CHARLESTON, W.Va.-- These white pickup trucks are called the "angels" of West Virginia's roadways for anyone who has vehicle trouble or needs accurate directions.
For 15 years, members of the West Virginia Courtesy Patrol have been helping stranded motorists who need gasoline, a new tire or other roadside assistance. The Courtesy Patrol, a welfare-to-work initiative, assists people in 25 "zones," totaling about 810 miles of state roadway -- eight interstates and five corridors. Its members are on call 24/7, everyday of the year, including Christmas.

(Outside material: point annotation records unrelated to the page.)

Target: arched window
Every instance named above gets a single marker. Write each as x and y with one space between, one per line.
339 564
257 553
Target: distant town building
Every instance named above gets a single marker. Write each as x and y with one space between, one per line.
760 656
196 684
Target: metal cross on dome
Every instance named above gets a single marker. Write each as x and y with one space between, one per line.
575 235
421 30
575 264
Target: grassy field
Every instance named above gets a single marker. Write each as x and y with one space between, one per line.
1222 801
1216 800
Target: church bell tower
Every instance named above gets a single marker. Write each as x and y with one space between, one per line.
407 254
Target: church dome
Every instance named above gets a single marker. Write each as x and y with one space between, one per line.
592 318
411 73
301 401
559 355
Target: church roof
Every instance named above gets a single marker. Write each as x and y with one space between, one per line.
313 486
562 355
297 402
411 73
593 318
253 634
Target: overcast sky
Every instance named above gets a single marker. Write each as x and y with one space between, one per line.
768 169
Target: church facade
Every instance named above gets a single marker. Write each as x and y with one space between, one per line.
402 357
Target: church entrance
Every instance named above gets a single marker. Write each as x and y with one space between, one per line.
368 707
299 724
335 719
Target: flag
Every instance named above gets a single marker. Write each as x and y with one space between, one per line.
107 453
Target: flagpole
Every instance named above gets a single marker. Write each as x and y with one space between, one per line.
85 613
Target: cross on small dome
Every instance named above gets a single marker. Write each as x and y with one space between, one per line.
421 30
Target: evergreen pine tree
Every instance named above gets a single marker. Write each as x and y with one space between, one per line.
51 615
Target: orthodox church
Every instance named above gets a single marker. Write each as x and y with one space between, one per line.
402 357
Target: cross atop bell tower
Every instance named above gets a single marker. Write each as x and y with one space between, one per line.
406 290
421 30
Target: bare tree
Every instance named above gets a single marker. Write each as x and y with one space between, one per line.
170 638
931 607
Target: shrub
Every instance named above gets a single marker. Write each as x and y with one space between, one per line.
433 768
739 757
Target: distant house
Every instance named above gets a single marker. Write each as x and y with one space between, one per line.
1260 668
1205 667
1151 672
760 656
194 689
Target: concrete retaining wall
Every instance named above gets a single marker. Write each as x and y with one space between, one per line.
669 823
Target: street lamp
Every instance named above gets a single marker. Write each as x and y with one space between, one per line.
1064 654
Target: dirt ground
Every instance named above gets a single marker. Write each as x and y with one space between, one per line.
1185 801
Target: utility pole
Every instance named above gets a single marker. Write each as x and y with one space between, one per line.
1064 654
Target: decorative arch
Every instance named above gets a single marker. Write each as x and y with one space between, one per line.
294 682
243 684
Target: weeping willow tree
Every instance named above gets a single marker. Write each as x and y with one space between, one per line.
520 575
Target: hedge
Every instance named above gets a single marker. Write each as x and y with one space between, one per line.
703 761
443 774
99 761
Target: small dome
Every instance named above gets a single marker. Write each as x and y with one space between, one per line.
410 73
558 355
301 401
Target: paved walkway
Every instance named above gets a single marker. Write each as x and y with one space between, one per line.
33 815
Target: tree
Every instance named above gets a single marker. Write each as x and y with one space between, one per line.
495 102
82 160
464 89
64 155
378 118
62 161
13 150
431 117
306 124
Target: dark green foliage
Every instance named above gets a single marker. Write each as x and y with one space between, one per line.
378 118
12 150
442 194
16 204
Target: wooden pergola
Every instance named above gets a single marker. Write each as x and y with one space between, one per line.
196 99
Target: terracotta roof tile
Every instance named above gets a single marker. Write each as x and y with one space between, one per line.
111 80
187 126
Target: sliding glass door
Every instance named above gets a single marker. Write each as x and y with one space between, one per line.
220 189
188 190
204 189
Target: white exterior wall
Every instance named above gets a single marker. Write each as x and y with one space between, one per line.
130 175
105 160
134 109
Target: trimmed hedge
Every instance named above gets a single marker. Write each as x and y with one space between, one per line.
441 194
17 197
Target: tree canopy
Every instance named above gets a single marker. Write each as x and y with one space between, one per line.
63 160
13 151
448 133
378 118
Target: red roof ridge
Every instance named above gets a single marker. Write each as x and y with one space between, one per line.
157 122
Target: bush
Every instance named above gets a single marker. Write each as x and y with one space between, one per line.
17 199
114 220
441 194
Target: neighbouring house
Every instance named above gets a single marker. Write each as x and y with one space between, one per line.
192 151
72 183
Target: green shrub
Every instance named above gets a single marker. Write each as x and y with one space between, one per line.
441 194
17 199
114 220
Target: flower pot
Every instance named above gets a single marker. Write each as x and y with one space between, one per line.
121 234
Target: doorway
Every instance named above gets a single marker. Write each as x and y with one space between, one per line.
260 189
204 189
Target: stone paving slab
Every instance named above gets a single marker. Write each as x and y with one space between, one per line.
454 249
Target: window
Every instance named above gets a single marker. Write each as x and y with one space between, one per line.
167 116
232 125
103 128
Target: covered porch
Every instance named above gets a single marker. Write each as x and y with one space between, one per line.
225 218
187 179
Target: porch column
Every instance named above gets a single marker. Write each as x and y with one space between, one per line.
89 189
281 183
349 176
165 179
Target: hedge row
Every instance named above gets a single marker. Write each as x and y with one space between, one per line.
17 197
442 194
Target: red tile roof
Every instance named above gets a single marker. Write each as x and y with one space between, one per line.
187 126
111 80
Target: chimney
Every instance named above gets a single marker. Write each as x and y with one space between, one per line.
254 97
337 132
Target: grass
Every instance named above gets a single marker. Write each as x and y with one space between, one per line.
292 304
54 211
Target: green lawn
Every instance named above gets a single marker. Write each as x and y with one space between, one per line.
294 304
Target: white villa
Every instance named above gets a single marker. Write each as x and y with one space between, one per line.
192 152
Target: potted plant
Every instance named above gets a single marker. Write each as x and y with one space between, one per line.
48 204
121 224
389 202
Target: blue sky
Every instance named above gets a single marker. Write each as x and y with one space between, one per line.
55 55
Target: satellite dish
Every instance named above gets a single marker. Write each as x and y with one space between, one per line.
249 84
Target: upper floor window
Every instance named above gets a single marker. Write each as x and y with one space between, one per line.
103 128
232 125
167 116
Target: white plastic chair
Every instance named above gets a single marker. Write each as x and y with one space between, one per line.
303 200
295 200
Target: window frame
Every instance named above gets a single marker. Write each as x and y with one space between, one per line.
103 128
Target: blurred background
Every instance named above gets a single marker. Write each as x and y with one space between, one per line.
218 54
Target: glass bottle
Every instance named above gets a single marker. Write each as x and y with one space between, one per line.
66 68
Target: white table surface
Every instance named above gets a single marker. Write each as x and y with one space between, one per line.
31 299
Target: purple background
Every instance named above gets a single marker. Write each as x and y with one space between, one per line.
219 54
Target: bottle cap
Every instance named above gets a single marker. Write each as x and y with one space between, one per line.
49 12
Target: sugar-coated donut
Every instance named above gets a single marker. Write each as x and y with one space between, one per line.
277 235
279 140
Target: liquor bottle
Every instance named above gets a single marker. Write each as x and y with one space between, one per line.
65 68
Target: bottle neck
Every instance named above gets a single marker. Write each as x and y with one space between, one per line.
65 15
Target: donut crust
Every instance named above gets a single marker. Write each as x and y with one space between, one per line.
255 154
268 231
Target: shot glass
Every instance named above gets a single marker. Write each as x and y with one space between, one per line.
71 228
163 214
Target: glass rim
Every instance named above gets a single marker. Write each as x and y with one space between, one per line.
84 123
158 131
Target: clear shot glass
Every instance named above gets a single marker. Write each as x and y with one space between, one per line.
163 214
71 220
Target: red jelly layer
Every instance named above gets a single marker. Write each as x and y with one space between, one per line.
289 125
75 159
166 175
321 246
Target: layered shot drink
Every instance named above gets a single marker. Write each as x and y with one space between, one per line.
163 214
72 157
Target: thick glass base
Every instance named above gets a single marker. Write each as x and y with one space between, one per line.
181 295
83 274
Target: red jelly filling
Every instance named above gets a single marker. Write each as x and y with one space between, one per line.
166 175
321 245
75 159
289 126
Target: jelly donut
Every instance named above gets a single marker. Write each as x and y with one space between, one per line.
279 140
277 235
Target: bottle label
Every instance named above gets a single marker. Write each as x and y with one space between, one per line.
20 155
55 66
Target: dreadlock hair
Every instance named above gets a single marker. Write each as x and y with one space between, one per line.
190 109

The program has logged approximately 68 million miles and has helped more than 280,000 motorists since it began 15 years ago, said Jennifer Douglas, director of the Courtesy Patrol with the Citizens Conservation Corps of West Virginia.
They've done everything from changing tires and providing free gasoline to offering the use of their cell phone and giving directions to lost tourists. They also stop to remove debris and dead animals from the roadway.
"The Courtesy Patrol has reached a milestone that all of West Virginia can be proud of," Douglas said. "It remains the only program of its kind in the country."
Members of the program have also answered about 2 million phone calls and removed approximately 17,000 items of debris, including more than 8,000 dead deer and about 160 dead bears. Some Courtesy Patrol members have provided emergency medical assistance to about 130 people, including life-saving CPR in at least eight cases.
There are 25 white Ford F-150's in the Courtesy Patrol's fleet. The drivers must complete training to not only assist stranded motorists, but to also be give directions to tourists.
The Courtesy Patrol hires people identified by their welfare caseworkers for participation in one of the state's welfare-to-work programs. Douglas said the program is instrumental in helping welfare recipients make the transition to full-time employment. Several of its participants have received AmeriCorps education awards to attend college.